Zurich-based Hauser & Wirth set a new record for a spider by French-American sculptor Louise Bourgeois, which fetched $40 million (€38 million).

But its sales also multiplied to seven figures, with a work by Armenian painter Arshil Gorky selling for $5.5 million and an oil on canvas by Francis Picabia for $400. Sold for $10,000. On the first day alone, it did about $75 million in sales.

German gallery David Zwirner sold a work by conceptual artist Félix Gonzalez-Torres for $12.5 million and a canvas by South African artist Marlene Dumas for $8.5 million.

Marc Glimcher, director of American gallery Pace, has sold an oil on canvas for $16.5 million.
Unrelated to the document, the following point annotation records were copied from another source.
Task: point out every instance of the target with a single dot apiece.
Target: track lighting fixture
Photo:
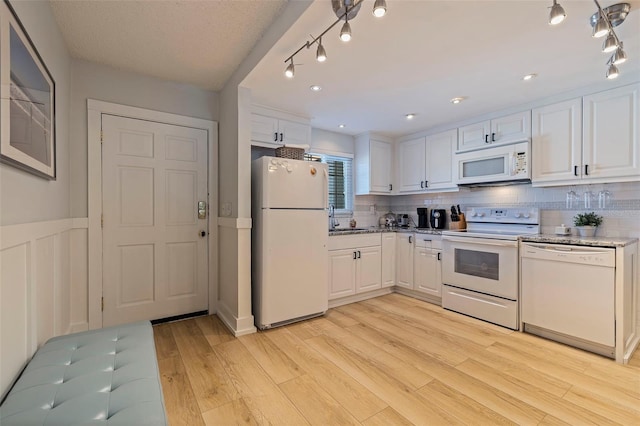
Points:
(379, 8)
(345, 10)
(619, 56)
(290, 71)
(610, 43)
(557, 14)
(321, 54)
(603, 22)
(345, 32)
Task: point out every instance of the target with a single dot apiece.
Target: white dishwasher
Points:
(568, 294)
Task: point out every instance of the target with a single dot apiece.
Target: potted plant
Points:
(586, 223)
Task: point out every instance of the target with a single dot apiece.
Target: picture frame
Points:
(27, 101)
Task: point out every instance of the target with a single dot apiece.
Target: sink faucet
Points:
(332, 217)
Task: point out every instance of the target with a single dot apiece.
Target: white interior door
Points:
(154, 252)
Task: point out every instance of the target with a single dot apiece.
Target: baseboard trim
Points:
(237, 326)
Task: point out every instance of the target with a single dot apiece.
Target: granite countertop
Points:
(579, 241)
(373, 229)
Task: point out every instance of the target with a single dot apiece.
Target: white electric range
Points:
(480, 264)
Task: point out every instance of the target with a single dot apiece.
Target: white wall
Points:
(35, 224)
(95, 81)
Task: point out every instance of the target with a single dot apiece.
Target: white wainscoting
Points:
(42, 276)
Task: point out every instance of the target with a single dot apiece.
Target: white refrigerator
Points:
(289, 265)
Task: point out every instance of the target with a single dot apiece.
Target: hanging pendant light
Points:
(600, 29)
(557, 14)
(379, 8)
(610, 43)
(321, 54)
(619, 56)
(345, 32)
(290, 71)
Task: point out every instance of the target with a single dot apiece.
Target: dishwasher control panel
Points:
(597, 256)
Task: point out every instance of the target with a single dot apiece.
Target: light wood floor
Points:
(391, 360)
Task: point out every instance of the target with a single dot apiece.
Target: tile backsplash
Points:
(621, 213)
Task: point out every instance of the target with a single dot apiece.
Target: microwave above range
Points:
(501, 165)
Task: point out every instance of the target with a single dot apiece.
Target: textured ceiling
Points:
(425, 52)
(196, 42)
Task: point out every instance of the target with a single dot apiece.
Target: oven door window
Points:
(477, 263)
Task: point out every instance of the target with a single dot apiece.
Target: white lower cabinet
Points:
(427, 272)
(388, 259)
(354, 264)
(404, 260)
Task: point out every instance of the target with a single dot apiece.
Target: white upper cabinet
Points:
(272, 131)
(611, 147)
(589, 140)
(499, 131)
(373, 160)
(411, 165)
(556, 144)
(426, 164)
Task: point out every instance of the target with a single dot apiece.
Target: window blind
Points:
(340, 179)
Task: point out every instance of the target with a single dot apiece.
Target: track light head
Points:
(321, 54)
(345, 32)
(610, 43)
(619, 56)
(379, 8)
(600, 29)
(557, 14)
(290, 71)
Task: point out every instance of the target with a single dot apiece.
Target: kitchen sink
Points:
(347, 230)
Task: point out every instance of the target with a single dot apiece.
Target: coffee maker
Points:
(423, 217)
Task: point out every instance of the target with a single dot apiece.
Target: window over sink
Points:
(340, 180)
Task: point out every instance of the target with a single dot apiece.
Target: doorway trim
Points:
(95, 109)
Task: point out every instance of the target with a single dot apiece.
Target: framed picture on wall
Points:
(27, 101)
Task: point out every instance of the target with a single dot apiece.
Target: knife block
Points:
(461, 224)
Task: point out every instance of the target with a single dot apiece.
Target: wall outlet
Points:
(227, 208)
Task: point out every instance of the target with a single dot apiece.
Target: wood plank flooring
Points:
(391, 360)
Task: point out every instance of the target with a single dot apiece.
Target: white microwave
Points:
(503, 164)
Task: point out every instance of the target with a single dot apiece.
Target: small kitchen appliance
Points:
(403, 220)
(423, 217)
(438, 218)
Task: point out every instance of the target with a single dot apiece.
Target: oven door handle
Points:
(479, 241)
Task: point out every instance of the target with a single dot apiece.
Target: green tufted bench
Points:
(99, 377)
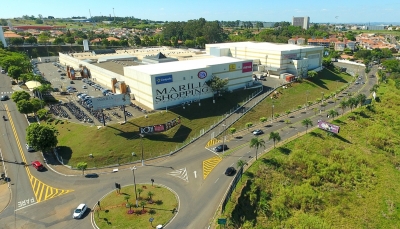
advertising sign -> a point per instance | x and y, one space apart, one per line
328 127
247 67
164 79
202 74
110 101
159 127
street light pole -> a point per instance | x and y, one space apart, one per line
141 137
134 183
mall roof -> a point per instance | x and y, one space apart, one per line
261 46
177 66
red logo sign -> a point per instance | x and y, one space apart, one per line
247 67
202 74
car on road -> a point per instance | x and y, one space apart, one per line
230 171
220 148
29 148
37 165
258 132
91 175
79 211
4 97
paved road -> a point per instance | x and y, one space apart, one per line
182 172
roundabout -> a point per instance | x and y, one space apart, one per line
152 206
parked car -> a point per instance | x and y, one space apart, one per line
79 211
37 165
91 175
258 132
29 148
230 171
220 148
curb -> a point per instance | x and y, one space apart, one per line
93 222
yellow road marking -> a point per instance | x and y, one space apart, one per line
38 187
209 165
212 142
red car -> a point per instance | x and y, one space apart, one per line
38 166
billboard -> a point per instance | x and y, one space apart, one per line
159 127
85 45
110 101
164 79
247 67
328 127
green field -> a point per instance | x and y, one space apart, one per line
322 181
113 213
115 143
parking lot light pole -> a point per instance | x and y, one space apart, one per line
141 137
134 183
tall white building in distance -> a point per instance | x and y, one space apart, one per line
304 22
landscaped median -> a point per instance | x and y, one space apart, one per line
118 209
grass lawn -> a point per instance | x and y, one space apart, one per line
114 210
114 144
327 82
319 181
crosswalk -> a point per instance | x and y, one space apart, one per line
180 173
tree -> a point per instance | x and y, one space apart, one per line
25 107
275 137
41 137
232 130
82 166
20 95
127 197
248 125
150 194
332 113
139 191
306 122
14 72
257 143
217 85
312 74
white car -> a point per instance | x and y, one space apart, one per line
29 148
79 211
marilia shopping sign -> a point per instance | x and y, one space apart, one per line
247 67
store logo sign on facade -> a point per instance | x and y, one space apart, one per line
202 74
163 79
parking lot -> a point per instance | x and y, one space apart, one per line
77 109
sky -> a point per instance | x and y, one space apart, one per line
319 11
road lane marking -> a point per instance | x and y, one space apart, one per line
209 165
180 173
38 187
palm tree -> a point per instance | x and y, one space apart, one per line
139 191
240 163
343 105
275 137
150 194
332 113
361 99
257 143
306 122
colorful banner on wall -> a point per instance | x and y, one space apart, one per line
247 67
163 79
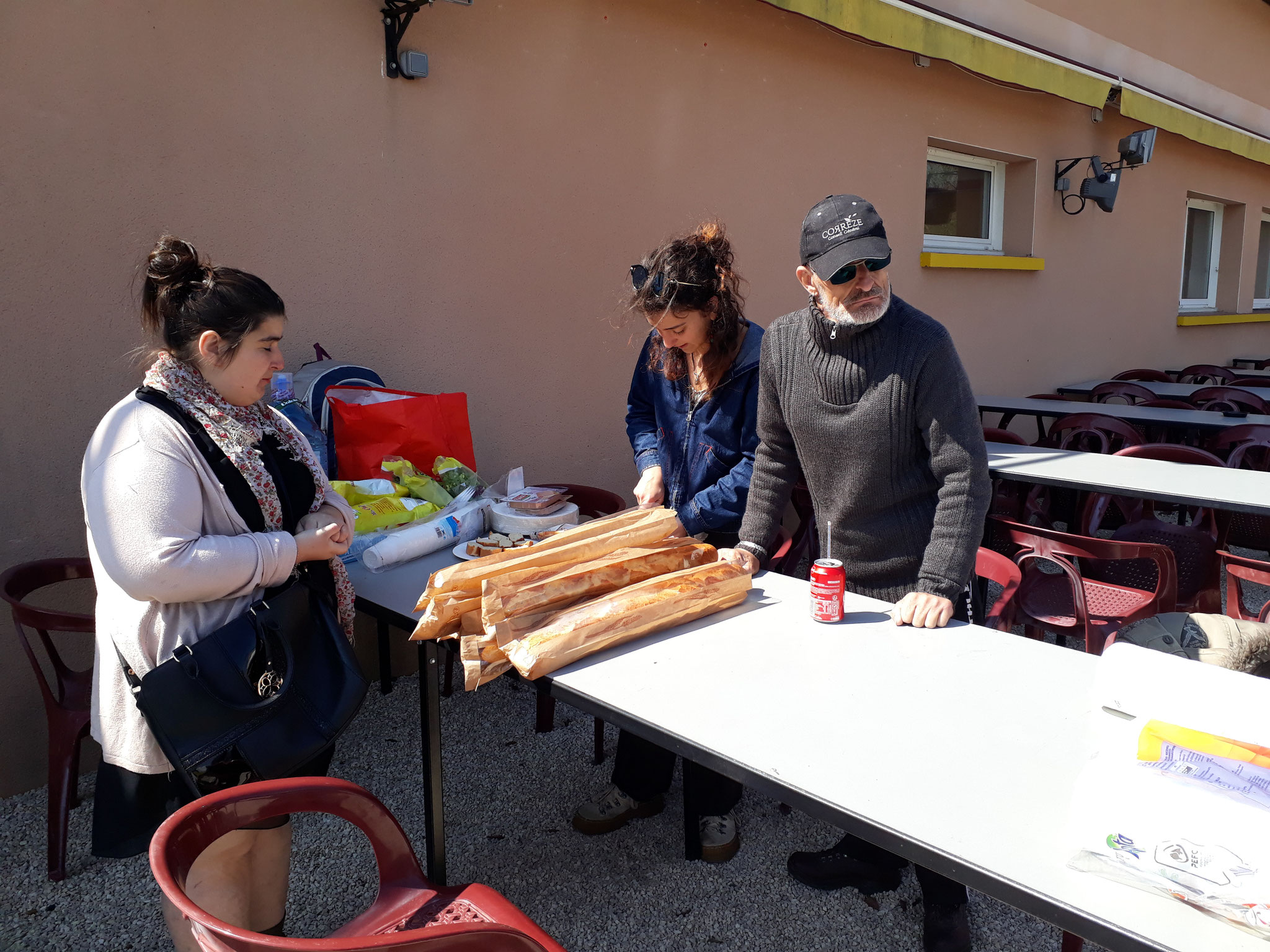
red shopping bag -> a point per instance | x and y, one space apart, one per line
371 423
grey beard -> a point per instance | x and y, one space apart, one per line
863 316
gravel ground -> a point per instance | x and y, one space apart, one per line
510 795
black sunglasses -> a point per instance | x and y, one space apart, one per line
848 272
639 278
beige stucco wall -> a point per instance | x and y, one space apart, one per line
473 230
1222 42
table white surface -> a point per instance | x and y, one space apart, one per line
1198 419
1169 391
957 747
1236 490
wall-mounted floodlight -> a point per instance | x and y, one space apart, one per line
1104 180
397 17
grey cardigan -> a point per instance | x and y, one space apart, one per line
883 426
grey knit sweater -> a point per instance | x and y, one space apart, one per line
883 426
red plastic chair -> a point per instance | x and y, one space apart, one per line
1093 433
409 914
1228 400
1194 546
1240 569
66 707
997 568
1206 374
1121 391
1146 376
1070 603
995 434
1085 432
1042 433
1246 447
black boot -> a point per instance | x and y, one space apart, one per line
946 928
837 867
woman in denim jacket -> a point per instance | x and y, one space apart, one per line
691 418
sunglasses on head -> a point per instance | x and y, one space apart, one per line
848 272
639 278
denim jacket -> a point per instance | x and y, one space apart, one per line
708 455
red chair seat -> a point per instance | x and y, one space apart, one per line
408 914
1048 599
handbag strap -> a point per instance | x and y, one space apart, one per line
235 483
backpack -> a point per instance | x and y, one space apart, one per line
311 382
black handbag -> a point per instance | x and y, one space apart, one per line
275 685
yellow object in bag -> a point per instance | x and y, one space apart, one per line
390 511
367 490
417 484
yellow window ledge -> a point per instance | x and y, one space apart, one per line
1203 320
939 259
Jeff Koons’ future NFTs will come with a moon sculpture for $2 million each.

A work sold as an NFT at Art Basel, viewed on mobile, 14 June 2022 (AFP – SEBASTIEN BOZON)

Like sales of yachts, luxury cars, fine watches and jewelry, the art market has recovered strongly in 2021 after the shock of the pandemic in 2020, and the stock market rallied sharply last year, exaggerating the legacy of huge wealth.

After a 22% drop in 2020, the art market will recover 29% to $65.1 billion in 2021, according to estimates by Clare McAndrew, author of the Art Basel report, noting that collectors’ budgets Also a substantial increase over the same period last year. the past year.

But at the same time, the war in Ukraine and the central bank’s tightening of key interest rates in the face of inflation have dealt a major blow to financial markets.

– Alternatives to stock exchanges –

Currently, insurance companies specializing in the art market have not observed any disruption in insured amounts since the Ukrainian invasion.

“The art market is picking up again”, also notes Hiscox’s Nicolas Kaddeche. With health restrictions lifted, the return of the show is pushing collectors back to buy. “But there is a second important phenomenon that will have a positive impact on the art market, and that is inflation,” he believes.

“In my opinion, art will be more of a haven against inflation than ever before,” he told AFP, noting strong demand for all collectibles, including cars.

A similar observation was made at Axa XL, with Asia Pacific and Europe account manager Hans Laenen expecting the growth to continue barring major upheavals “where the situation may change soon”.

“With the stock market becoming more volatile, the art market can be seen as a more stable investment. This could even attract other investors who will turn to art rather than the stock market,” he believes, especially since auctions High prices are inspiring buyer confidence.

However, periods of focus on the economy tend to gravitate towards values ​​that are considered safe, which are not good for young artists.

“In risk-averse situations, people tend to focus on artists they know,” Claire McAndrew admitted in an interview with AFP.

“But I think that might change this year,” she predicts, and with the show back, you can come back and discover young artists.